Al na een paar gesprekken luidde de diagnose ‘KOP-kind’ (kind van een ouder met een psychiatrische stoornis; de stoornis van mijn moeder was ‘niet nader omschreven’),’milde chronische depressie met een sociale angststoornis’ én een ’ontwijkende persoonlijkheidsstoornis’. Dat laatste klinkt onschuldig, maar het is een ernstige aandoening die moeilijk te behandelen is. Toen ik na vier jaar praten en EMDR-en al met één been in de angstpoli van het AMC stond, zei de psycholoog op de valreep: ‘Gezien je familiegeschiedenis, wil ik toch dat je je even laat testen op ADHD.’
Die viel rauw op mijn dak. Mijn dochter heeft ADHD, maar ik ging er altijd vanuit dat dat van haar rommelige vader kwam. En mijn moeder? Was zij niet gewoon een kind van de losgeslagen jaren zeventig? Ze was als meisje van tien naar een internaat gestuurd omdat ze ‘lastig’ was – maar in haar werk was ze zeer gedisciplineerd. Ik was zelf een bijzonder stil kind – zo’n kind dat je makkelijk in een café vergeet. Ik heb mijn studie afgemaakt, ben altijd op tijd en mijn huis is geen Waterlooplein.
Toch maar naar diagnose-instituut ADHD Centraal, voor een hele dag testen. Ik stond er sceptisch in.
In de wachtkamer van ADHD Centraal was het een va et vien van vage kennissen, vooral vrouwen. Kennelijk was dit hét ontmoetingscentrum van de stad. En geen mens die fluitend de deur uitging van: ikke lekker niet. De een na de ander kwam met angstige, wijdopengesperde ogen naar buiten: what the hell, ADH-fokking-D.
De test zelf bestond onder andere uit een aantal diepe gesprekken die veel weg hadden van een onverantwoord lang kruisverhoor. Ik kon het wel uitschreeuwen: ‘oké, oké, ik geef het toe! Ik heb ADHD! Whatever, maar laat me gaan!’ Die gesprekken waren in mijn geval eigenlijk overbodig, zei de psychiater achteraf. Het friemelen, het hak-op-de-takken: they had me at hello. En na een objectieve reactietest op de computer kon ik er zelf ook niet meer onderuit. Diagnose ADHD. Type: ernstig.
‘Het is een wonder dat je nog leeft,’ zei de arts blij. Ruim zestig procent van wat er om me heen gebeurde, zou ik namelijk niet registreren, zei de man bezorgd – dus ook niet in het verkeer. En verdomd, bij het autorijden miste ik de laatste tijd altijd wel een stoepje. Ik reed ook vaak versuft door rood; ik zag wel dat het rood was, maar trapte niet op de rem. Ook zat er vaak iets irritants in mijn dode hoek. Meestal een volwassen fietser. Maar die zat er toch omdat hij niet oplette?
Ik ben ter plekke aan de ADHD-medicatie gezet. Toen ik een uur later, knetterstoned van de pillen, de reactietest nog een keer moest doen, miste ik niets, en kon ik eindelijk ‘veilig’ naar huis in de auto.

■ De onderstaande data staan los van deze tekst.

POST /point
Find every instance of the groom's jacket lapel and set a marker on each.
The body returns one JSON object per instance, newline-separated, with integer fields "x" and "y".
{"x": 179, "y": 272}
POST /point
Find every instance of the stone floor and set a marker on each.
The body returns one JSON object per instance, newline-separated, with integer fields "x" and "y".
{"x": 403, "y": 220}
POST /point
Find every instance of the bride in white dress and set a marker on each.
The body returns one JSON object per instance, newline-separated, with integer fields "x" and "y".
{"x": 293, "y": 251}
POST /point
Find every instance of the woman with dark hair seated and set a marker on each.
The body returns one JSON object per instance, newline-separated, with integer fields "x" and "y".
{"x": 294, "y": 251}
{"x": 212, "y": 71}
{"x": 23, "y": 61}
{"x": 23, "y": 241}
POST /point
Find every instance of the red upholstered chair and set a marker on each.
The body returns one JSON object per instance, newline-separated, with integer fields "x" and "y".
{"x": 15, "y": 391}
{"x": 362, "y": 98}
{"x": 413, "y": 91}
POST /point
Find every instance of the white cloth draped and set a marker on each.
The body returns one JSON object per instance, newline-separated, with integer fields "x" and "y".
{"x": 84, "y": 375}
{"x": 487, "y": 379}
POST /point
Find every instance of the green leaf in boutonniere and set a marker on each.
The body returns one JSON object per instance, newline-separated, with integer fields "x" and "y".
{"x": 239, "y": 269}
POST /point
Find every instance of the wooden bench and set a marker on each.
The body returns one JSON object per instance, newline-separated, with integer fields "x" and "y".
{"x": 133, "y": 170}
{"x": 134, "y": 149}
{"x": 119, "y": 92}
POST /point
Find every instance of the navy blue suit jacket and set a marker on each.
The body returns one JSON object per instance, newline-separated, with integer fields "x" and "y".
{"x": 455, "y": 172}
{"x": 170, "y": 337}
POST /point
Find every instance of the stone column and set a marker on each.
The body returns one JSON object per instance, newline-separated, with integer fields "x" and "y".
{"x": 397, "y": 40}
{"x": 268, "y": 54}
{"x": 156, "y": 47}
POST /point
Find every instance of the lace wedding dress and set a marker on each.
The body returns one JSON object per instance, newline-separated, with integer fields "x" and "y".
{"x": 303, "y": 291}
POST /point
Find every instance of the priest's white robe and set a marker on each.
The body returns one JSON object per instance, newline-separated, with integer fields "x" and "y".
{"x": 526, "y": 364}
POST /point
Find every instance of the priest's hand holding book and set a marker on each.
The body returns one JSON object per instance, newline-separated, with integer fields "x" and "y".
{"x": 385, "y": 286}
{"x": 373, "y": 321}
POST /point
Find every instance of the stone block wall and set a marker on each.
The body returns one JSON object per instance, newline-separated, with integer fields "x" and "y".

Met de hoge dosis antidepressivum én psychotherapie mocht ik, van mezelf althans, subiet stoppen. Het was klaar met het gegraaf en tijd voor een positieve aanpak. Zat leuke boeken en cursussen voor ADHD’ers, waarbij de nadruk ligt de voordelen van ADHD. Dankzij de medicatie durfde ik de telefoon weer aan te raken, en ik regelde via een ADHD-coach een peperdure jaarcursus Effectief met ADHD. ‘Een prachtig cadeau voor jezelf,’ zei ze overtuigend.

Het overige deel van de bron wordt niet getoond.